PhysicsLAB
Video LAB: Looping Rollercoaster

This lab is based on the video entitled Corkscrew Loop: Looping Rollercoaster from the Direct Measurement Video Project hosted on the Science Education Research Center at Carleton College (SERC) website. The copyright for these videos belong to Independent School District 197 in Mendota Heights, Minnesota. The project is partially funded by a Science Foundation Grant #1245268 awarded in September 2013.

The following lab implementation was designed for use in my Honors Physics I class and only represents one method of analyzing the data provided in the video.
 
To open the video, choose the option of Gen 2 DVM Player. Before playing, note the following data presented on the screen:
  • length of entire train = 15.5 meters +/- 0.2 meters
  • length of one car = 2.45 meters +/- 0.1 meters
 
Also note that two measurement tools are presented along the bottom of the video, a protractor and a vertical ruler, as well as the option of playing the video at normal speed or in 8x slow motion. You should use the slow motion option when taking your meassurements.
First choose to overlay the protractor and "stretch it to match" the curvature of the inside of the track for the "lower approach loop." As you expand the size of the protractor some of it will move off the screen. Now choose the vertical ruler and measure the radius of the original approach. After lining up the zero of the ruler with the center of the protractor, you should obtain a value close to 15.5 meters. Take a moment to note that the top of the corkscrew lies below the center of the circle created by the approaching track. This relationship will be an important consideration when constructing your conclusions.
 
Now move the protractor and adjust its size to match the inside track of the top of the corkscrew. The "x-axis" of the protractor should line up with the vertical trusses which are supporting the corkscrew. Now move the vertical ruler and measure the circle's radius.
 
Now play the video several times to acquaint yourself with the scenario that was filmed.
 
At how many frames per seconds was the film analyzed (8x slow motion)? 

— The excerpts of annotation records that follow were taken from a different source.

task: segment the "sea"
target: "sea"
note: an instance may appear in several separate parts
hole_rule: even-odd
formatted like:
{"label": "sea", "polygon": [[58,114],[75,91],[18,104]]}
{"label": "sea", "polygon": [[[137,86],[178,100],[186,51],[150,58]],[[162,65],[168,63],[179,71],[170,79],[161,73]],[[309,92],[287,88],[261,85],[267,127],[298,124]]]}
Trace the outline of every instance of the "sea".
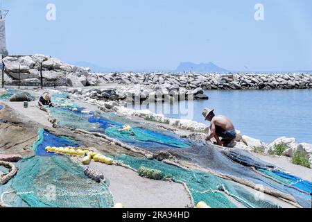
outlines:
{"label": "sea", "polygon": [[209,124],[205,108],[229,117],[243,135],[270,143],[278,137],[295,137],[312,144],[312,89],[207,90],[209,100],[135,105],[166,117],[188,119]]}

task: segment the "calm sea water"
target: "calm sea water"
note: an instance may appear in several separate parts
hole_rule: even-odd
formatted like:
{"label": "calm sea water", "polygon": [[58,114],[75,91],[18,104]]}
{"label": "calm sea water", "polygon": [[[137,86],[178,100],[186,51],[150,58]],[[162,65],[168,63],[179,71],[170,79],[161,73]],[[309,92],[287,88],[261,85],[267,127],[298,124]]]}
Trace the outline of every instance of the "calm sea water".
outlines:
{"label": "calm sea water", "polygon": [[209,124],[201,114],[208,107],[214,108],[216,114],[229,117],[243,135],[263,142],[270,143],[286,136],[295,137],[298,142],[312,144],[312,89],[209,90],[205,94],[209,96],[208,101],[148,108],[167,117]]}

What is the radius of the top semicircular section of the corkscrew in meters? 

What is the length of track along the top of the semicircle of the corkscrew in meters? 

On frames+730, the train completely fills the top semicircle of the corkscrew. Using the fact that there are six "equal length" cars in the train, estimate your value for the length of one car. 

Is your value for the length of a car within the tolerances stated on the video? Support your answer (yes or no) numerically.
 

Sample Data Collection
 
 
Now you are going to obtain three average values for the speed of the lead car as it moves through the top semicircle. Once again load the protractor and adjust its size to inscribe the upper circular section of the corksrew. Looking closely at the protractor you will see white markings every 30º. 
 
We will begin with a sample calculation for the speed at 180º. To do this, we will take measurements that bracket 180º: one at 210º and the other at 150º. On frames+375 the passengers in the front seat of the front car reach the 210º mark on the protractor while on frames+455 they reach the 150º mark on the protractor.
 
How many seconds pass between these two positions? 

How far did the passengers travel between these two position? Remember that you know the diameter to the top semicircle so you can calculate its circumference. The distance between the 210º and the 150º marks represents 1/6th of that circumference. 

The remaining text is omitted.